I just ordered a set of FC .50kg springs to replace my stockers. Though I have not yet obtained a shop manual the owners manual outlines this procedure fairly in depth. I have worked on street bike forks many times but haven't had a pair of dual chamber mx forks apart in quite some time so looking for any tips and hints to make the procedure as painless as possible.

Thanx in advance.

the manual has a very good description of how to do it. just follow their instructions - there's no real 'shortcut' to the procedure.

i think i saw a video somewhere explains how to do it. a good service manual def helps

Finished it last night. Easy as pie and took about an hour.

I have a pair of fc .48s for the 09 450r if anybody wants to buy them..

Extra set of .46's here. Installed but never ridden.
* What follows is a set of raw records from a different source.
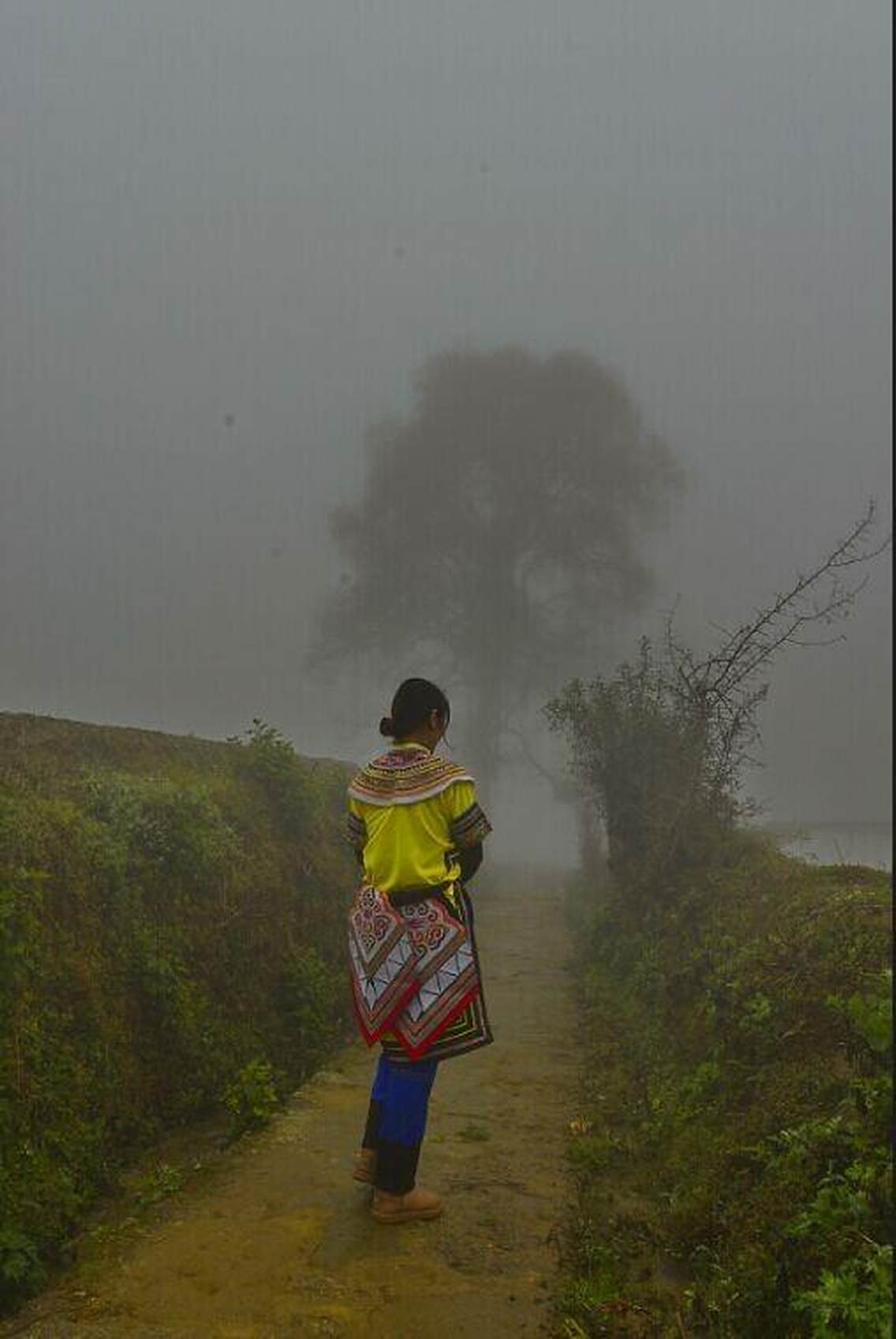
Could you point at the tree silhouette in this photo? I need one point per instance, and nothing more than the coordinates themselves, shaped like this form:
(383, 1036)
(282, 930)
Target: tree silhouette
(498, 526)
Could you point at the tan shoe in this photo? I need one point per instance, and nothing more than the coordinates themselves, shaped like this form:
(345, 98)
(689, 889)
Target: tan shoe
(405, 1208)
(364, 1165)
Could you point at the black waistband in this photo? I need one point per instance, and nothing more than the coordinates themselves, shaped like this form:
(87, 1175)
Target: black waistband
(408, 896)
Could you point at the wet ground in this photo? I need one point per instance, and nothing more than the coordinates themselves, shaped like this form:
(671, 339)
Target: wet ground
(278, 1241)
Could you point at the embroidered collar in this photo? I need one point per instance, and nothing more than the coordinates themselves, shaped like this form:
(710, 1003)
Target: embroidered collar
(405, 776)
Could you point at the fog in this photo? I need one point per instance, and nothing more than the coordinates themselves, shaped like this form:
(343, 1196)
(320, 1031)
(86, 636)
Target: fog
(230, 234)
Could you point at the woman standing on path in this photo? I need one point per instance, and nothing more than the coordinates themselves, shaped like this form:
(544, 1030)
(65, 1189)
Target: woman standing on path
(418, 830)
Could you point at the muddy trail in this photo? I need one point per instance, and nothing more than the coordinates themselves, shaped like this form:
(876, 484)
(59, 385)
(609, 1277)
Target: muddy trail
(278, 1241)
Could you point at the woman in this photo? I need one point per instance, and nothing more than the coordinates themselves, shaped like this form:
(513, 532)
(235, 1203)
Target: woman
(418, 830)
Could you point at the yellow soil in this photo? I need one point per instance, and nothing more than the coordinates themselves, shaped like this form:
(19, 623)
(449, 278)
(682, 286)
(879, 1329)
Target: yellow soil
(279, 1241)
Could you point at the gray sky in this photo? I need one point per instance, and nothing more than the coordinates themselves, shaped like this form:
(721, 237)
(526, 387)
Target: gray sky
(276, 211)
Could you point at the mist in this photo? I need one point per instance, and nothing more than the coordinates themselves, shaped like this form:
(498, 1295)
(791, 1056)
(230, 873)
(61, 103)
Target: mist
(230, 234)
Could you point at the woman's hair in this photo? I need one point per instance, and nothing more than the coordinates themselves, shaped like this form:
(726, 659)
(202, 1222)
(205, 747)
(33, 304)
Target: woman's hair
(412, 706)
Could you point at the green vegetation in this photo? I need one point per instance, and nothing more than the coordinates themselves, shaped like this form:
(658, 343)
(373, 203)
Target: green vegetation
(731, 1158)
(737, 1093)
(170, 944)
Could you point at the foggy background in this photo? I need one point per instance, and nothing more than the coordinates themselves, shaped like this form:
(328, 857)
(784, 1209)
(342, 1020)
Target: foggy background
(230, 232)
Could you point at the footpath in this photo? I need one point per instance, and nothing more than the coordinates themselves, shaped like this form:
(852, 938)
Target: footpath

You can cheat a little bit on the spring swap. Turn the fork leg upside down, undo the bottom nut and remove the bottom nut and jam nut, then remove the dust wiper and circlip, remove the stanchion/bushings/seal normally using the "slide hammer" method (it will all come out as one assembly), swap the spring, replace the stanchion and reset the lower bushing, main seal, circlip, and dust wiper. Put the jam nut on pretty far, align the bottom nut with the rebound rod, bottom it out on the threads, tighten jam nut, tighten bottom nut into fork leg. Shouldn't need to drain the oil this way.

Extra set of .46's here. Installed but never ridden.

You can cheat a little bit on the spring swap. Turn the fork leg upside down, undo the bottom nut and remove the bottom nut and jam nut, then remove the dust wiper and circlip, remove the stanchion/bushings/seal normally using the "slide hammer" method (it will all come out as one assembly), swap the spring, replace the stanchion and reset the lower bushing, main seal, circlip, and dust wiper. Put the jam nut on pretty far, align the bottom nut with the rebound rod, bottom it out on the threads, tighten jam nut, tighten bottom nut into fork leg. Shouldn't need to drain the oil this way.

This depends on what tools you have access to. If you have a fork seal driver, but no fork cap wrench, the above is a good way to go (and you can leave the oil in it....) If you have a fork cap wrench I think its a little easier to do it the regular way.